Date Full Report Received12/01/2014
Date Abstract Report Received12/01/2014
Funded ByNational Pork Board
Porcine epidemic diarrhea virus (PEDV) is causing significant damage to the United States pork industry. Rapid dissemination of this highly contagious virus across the nation has occurred, likely via contaminated transportation equipment. Cleaning and disinfection of trucks and trailers is widely practiced in the swine industry today and post-disinfection assessment is an important part of any protocol. Currently the detection of PEDV is limited to reverse transcription (RT)-PCR, a test which does not offer insight into the infectivity of detected PEDV but rather only identifies the presence of PEDV nucleic acid. Several classes of disinfectants render PEDV biologically inactive but do not disrupt the viral RNA. This situation results in samples testing positive when in fact the virus has been inactivated. In the present study we sought to test currently available disinfectants for their ability to both inactivate PEDV and disrupt the viral RNA so that PEDV cannot be detected by RT-PCR.
In the first objective, five commonly used classes of disinfectants were evaluated against PEDV in plastic petri dishes at varying concentrations, both in the presence and absence of swine feces to simulate field conditions. The testing was conducted under three different temperatures (37°C, 4°C, or -20°C) to mimic seasonal variations in ambient temperature. The disinfectants included in this study were a phenolic disinfectant, (One-stroke Environ); a quaternary ammonia compound (Roccal-D Plus); a chlorine compound, sodium hypochlorite (household bleach); an oxidizing agent, (Virkon S); and a quaternary ammonium/glutaraldehyde combination product (Synergize). Oxidizing agents and sodium hypochlorite are known to disrupt the RNA of other viruses thus three different dilutions of Virkon S (0.5%, 1% and 2%) and four different dilutions of sodium hypochlorite (0.17%, 0.52%, 1.03%, and 2.06%) were tested. All of the tested disinfectants were able to render PEDV non-infectious in cell culture. All the disinfectants except for 0.17% sodium hypochlorite produced significant reductions in the estimated number of PEDV copies on RT-PCR in all tested settings; however, none of the disinfectants were able to produce RT-PCR results that were completely negative across all replicates. Strong solutions of sodium hypochlorite (1.03% and 2.06%) and 0.5% oxidizing agent did produce several negative or nearly negative RT-PCR test results.

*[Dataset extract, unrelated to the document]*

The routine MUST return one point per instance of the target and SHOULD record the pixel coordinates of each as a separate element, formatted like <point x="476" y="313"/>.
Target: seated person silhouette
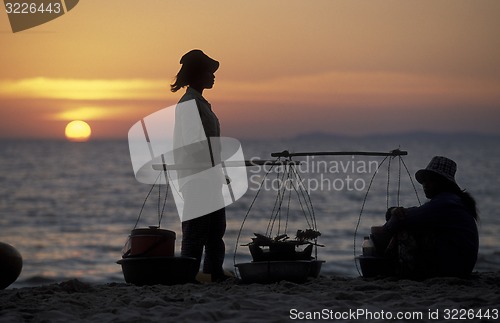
<point x="439" y="238"/>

In the second objective, results from Objective 1 were used to select 2.06 % sodium hypochlorite and 0.5% oxidizing agent as disinfectants that showed potential to produce RT-PCR negative test results when used in the field. Aluminum coupons were pitted with 5% acetic acid to simulate a used livestock trailer. PEDV was applied to the aluminum coupons, allowed to dry, and then treated with either 2.06 % sodium hypochlorite or 0.5% oxidizing agent. The surface of the aluminum was swabbed and the swabs were tested with RT-PCR and used to inoculate both cells and naïve pigs. Neither of these two disinfectants was able to produce completely negative PCR results on pitted aluminum. While still PCR positive, the samples collected from the aluminum coupons were not infectious in cell culture or to naïve pigs.
All of the disinfectants tested in the present study were able to render PEDV non-infectious but few were able to disrupt the viral RNA to the point that PEDV could not be detected by RT-PCR. Because most PEDV strains do not grow in cell culture, the pork industry must rely upon RT-PCR for testing. Pork producers can expect to receive PCR positive test results even after proper disinfection with most commercially available disinfectants. Results of the present study indicate that oxidizing agents and sodium hypochlorite are most likely to produce RT-PCR results.